Linden servit le petit-déjeuner à l’ensemble de la tablée, à l’exception d’Els, qui les observa en souriant, un peu gênée. Ils mangeaient tranquillement, à leur rythme, bavardant tranquillement, de la neige, du futur, des récoltes et du bosquet d’arbres à côté de la maison, qui ferait sans doute de splendides fleurs au printemps. Des conversations détachées du grand monde, sans risques, sans complots, sans réflexions profondes au point qu’on en oublie son assiette.

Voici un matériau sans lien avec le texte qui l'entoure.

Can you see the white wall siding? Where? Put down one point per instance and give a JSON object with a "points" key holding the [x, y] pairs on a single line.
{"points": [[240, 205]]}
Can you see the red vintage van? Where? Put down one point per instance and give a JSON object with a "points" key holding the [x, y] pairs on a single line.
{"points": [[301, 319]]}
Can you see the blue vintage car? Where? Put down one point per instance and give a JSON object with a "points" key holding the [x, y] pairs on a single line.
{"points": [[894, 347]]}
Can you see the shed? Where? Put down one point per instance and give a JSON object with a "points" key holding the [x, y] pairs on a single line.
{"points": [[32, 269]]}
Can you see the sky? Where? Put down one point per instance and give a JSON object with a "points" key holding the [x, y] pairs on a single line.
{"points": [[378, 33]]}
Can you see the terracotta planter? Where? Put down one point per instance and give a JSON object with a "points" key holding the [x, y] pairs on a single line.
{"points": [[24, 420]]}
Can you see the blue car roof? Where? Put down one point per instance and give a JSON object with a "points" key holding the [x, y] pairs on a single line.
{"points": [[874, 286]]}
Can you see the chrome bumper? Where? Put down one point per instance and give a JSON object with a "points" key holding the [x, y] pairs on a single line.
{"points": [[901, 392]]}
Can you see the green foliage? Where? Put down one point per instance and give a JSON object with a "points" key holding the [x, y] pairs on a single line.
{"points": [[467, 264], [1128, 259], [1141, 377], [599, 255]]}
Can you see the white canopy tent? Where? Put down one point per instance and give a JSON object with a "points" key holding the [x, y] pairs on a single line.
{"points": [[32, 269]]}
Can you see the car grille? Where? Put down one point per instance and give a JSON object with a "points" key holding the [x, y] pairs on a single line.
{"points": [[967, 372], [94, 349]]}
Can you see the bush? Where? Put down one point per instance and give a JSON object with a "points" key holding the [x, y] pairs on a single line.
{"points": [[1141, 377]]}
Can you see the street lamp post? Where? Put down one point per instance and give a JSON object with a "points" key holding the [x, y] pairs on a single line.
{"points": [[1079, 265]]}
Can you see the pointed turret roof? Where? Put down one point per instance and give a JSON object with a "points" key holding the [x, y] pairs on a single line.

Un matin calme, paisible, un matin normal, sans doute. Semblable à ceux du passé, à ceux qu’elle passait avec sa mère, son père, avec les gens du domaine. Et puis elle réalisa que ces matins-là avaient toujours eu quelque chose d’étrange. Parce qu’ils ne parlaient que des affaires d’enfants. Des fleurs, des leçons et des jeux. Du lendemain, oui, mais jamais plus loin. Chez elle, on ne parlait jamais du monde des adultes aussi tôt dans la journée.

À moins d’être si près du pouvoir que vous jouez votre tête au petit-déjeuner.

Els se leva brusquement et s’excusa.

Il fallait qu’elle prenne l’air.

Elle récupéra son manteau, ouvrit la porte, laissa rentrer une poule sans la remarquer et s’éloigna.